Best-of-N Risk Amplification

Description: Safety-aligned Large Language Models (LLMs) are vulnerable to Best-of-N (BoN) sampling attacks, where adversaries bypass safety guardrails by systematically executing large-scale, parallel queries with prompt variations until a harmful response is elicited. The scaling behavior of attack success rates (ASR) demonstrates that models appearing robust under standard single-shot or low-budget evaluations experience rapid, non-linear risk amplification under parallel adversarial pressure. Because LLM inference is non-deterministic and per-sample vulnerability follows a heterogeneous Beta distribution, attackers can reliably force alignment failures simply by expanding their sampling budget.

Examples:

• Text Augmentation against GPT-4.1-mini: Using simple stochastic prompt perturbations (e.g., random capitalization, letter scrambling), an attacker leveraging a budget of $N=1000$ parallel samples achieves an Attack Success Rate (ASR@1000) of 92.62%.
• ADV-LLM against GPT-4.1-mini: Using a learned adversarial suffix generator, an attack budget of $N=1000$ achieves an ASR of 75.16%.
• Rank Reversal: A target model evaluates as more robust against Text Augmentation than ADV-LLM under single-shot testing (ASR@1); however, at just $N=15$ attempts (ASR@15), Text Augmentation overtakes ADV-LLM in success rate, proving that single-shot robustness metrics fail to predict high-budget vulnerabilities.
• Early Saturation on Llama-3.1-8B-Instruct: Highly aligned open-source models can be compromised at very modest budgets (e.g., $N=20$ or $N=50$) using strategic reasoning-based prompt rewriting (e.g., Jailbreak-R1), effectively maxing out the ASR well before massive scale is required.

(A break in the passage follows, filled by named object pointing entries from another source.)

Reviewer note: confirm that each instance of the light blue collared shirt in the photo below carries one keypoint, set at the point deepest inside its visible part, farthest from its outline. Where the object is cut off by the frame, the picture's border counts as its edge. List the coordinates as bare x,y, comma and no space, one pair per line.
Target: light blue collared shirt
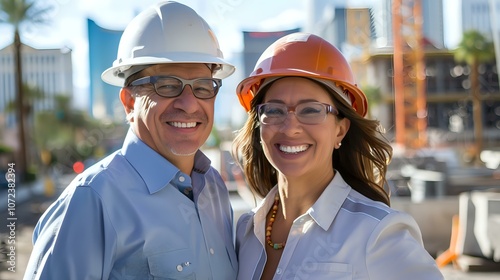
124,218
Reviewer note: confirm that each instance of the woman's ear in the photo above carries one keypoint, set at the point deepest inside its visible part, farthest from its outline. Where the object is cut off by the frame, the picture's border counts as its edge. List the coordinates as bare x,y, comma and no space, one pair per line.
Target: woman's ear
128,100
343,126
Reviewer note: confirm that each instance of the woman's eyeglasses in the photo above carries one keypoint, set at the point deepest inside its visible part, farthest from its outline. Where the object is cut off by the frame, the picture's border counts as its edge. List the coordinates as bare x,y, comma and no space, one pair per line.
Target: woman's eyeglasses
306,113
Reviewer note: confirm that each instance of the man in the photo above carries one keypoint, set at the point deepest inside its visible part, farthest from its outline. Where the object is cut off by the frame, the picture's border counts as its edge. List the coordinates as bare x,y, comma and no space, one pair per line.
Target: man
154,209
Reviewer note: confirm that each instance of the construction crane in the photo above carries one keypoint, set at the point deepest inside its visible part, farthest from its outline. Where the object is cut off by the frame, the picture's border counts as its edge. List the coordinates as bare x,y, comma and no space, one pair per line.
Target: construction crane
409,74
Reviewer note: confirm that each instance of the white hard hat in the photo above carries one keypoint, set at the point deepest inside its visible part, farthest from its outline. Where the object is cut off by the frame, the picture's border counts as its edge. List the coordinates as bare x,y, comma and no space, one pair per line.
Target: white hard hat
168,32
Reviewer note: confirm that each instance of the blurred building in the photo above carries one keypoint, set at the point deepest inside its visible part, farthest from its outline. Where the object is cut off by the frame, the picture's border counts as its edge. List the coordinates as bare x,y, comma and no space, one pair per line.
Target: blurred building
104,98
49,71
255,43
477,15
366,37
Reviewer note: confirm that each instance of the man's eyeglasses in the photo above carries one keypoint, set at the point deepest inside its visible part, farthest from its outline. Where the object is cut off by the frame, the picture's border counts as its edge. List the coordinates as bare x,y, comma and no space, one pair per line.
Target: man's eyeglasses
170,86
306,113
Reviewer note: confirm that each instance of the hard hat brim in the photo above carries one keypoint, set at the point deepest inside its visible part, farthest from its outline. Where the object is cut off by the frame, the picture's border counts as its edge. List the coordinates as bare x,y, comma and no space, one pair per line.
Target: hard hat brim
116,76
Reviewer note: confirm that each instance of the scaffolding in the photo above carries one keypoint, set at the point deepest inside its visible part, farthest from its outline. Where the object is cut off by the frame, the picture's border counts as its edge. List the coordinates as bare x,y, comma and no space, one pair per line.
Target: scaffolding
409,74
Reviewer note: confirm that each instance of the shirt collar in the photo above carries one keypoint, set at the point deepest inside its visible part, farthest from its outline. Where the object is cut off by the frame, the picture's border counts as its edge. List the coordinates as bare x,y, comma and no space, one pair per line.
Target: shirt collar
323,211
154,169
326,208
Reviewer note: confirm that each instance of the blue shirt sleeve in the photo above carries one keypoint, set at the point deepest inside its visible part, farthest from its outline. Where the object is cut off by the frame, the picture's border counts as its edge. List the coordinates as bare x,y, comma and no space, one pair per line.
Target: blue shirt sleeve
75,241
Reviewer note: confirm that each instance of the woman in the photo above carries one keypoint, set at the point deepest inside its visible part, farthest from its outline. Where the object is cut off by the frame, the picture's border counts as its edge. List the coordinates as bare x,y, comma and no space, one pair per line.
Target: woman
320,166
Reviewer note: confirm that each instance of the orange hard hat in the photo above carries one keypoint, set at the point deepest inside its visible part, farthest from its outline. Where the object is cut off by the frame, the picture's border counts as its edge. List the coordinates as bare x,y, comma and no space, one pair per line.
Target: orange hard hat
304,55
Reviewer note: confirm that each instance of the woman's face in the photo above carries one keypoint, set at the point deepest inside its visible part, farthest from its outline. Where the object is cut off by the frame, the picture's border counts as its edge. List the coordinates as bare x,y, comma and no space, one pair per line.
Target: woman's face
296,149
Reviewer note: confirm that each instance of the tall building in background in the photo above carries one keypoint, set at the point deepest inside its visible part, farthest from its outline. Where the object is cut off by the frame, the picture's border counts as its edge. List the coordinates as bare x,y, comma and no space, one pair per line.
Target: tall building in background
476,16
104,98
49,70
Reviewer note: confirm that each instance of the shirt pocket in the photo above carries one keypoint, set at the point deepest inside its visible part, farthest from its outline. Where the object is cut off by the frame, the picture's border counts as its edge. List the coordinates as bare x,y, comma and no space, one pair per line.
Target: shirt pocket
172,265
320,271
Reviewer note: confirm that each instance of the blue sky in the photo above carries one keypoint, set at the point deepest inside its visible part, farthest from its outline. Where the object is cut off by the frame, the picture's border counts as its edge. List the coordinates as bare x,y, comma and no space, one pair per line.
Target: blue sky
227,17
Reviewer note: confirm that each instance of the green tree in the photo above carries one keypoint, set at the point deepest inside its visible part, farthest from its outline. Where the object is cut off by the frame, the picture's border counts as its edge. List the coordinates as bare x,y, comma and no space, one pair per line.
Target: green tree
474,49
21,14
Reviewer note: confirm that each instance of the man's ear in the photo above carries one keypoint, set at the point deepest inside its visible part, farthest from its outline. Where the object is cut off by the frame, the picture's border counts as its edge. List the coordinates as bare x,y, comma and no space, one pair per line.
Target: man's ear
128,100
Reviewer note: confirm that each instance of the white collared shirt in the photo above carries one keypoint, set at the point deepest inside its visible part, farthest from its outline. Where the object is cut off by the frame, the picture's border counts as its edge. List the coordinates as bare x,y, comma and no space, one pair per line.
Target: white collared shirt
344,235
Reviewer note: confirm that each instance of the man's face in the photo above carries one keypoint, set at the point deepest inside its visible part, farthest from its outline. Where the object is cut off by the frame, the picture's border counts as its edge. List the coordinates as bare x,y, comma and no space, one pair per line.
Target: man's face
174,127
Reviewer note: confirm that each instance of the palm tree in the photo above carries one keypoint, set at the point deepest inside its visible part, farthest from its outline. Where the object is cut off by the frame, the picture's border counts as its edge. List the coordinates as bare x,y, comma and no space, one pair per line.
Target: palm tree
21,14
475,49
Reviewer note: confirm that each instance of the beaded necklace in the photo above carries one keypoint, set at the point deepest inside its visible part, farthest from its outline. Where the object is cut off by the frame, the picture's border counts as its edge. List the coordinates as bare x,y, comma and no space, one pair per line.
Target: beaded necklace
269,228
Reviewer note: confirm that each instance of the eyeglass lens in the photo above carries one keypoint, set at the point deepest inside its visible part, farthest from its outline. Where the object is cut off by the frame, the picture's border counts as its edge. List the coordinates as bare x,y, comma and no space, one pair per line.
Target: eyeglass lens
306,113
169,86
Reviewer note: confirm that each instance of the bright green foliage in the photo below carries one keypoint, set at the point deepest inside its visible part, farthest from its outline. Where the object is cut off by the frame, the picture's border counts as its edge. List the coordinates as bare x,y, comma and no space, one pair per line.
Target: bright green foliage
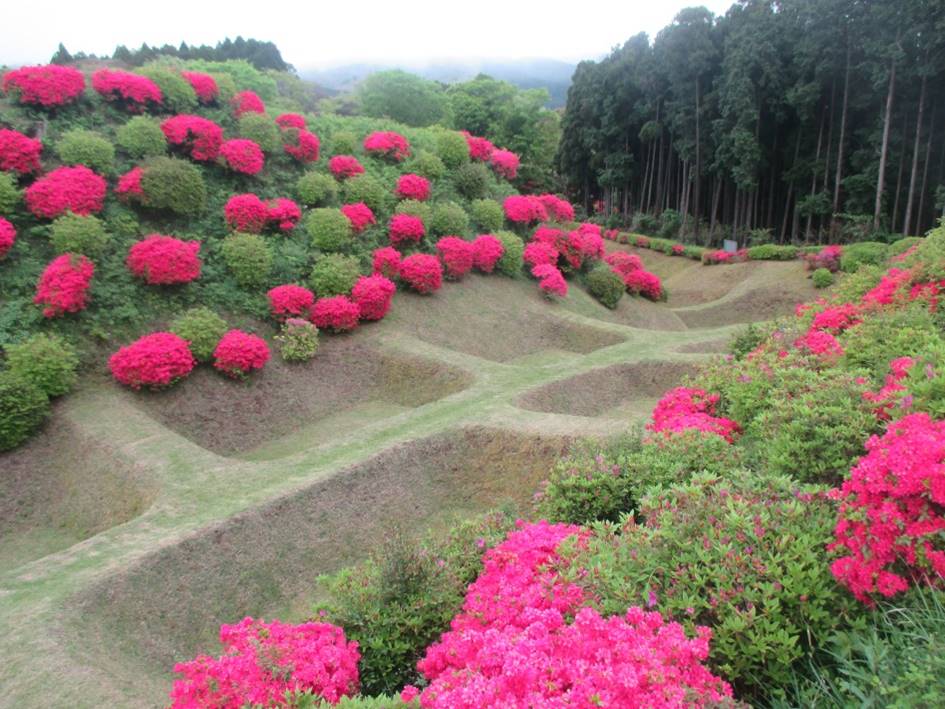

Impact: Attackers with access to automated API pipelines or parallel querying capabilities can reliably circumvent model alignment, safety filters, and refusals to extract prohibited, harmful, or toxic content. Organizations relying on standard ASR@1 benchmarks systematically underestimate the operational risk of their deployments, operating under a false sense of security.

Affected Systems:

• Safety-aligned open-source LLMs (e.g., Llama-3.1-8B-Instruct).
• Safety-aligned closed-source/commercial LLMs (e.g., GPT-4.1-mini).
• Any LLM endpoint allowing automated, multi-shot, or parallel querying without strict context-aware rate limiting.

Mitigation Steps:

• Implement Scaling-Aware Safety Assessments: Discontinue reliance on single-shot (ASR@1) evaluation. Adopt scaling-aware frameworks (like SABER) to estimate large-$N$ adversarial risk (ASR@N) by modeling sample-level success probabilities using a Beta-Binomial maximum likelihood estimation (MLE).
• Calculate Required Budgets: Use inverse scaling laws to calculate the specific adversarial budget ($N_ au$) required to reach a critical failure threshold (e.g., 90% ASR), and design defensive thresholds accordingly.
• Deploy Strict Rate Limiting: Restrict the feasible sampling budget ($N$) by implementing strict, user- and session-level rate limiting on LLM inference APIs to prevent automated parallel probing.
• Detect Prompt Variations: Implement input-level similarity clustering and detection to block repeated queries that rely on stochastic perturbations or adversarial suffixes targeting the same semantic concept.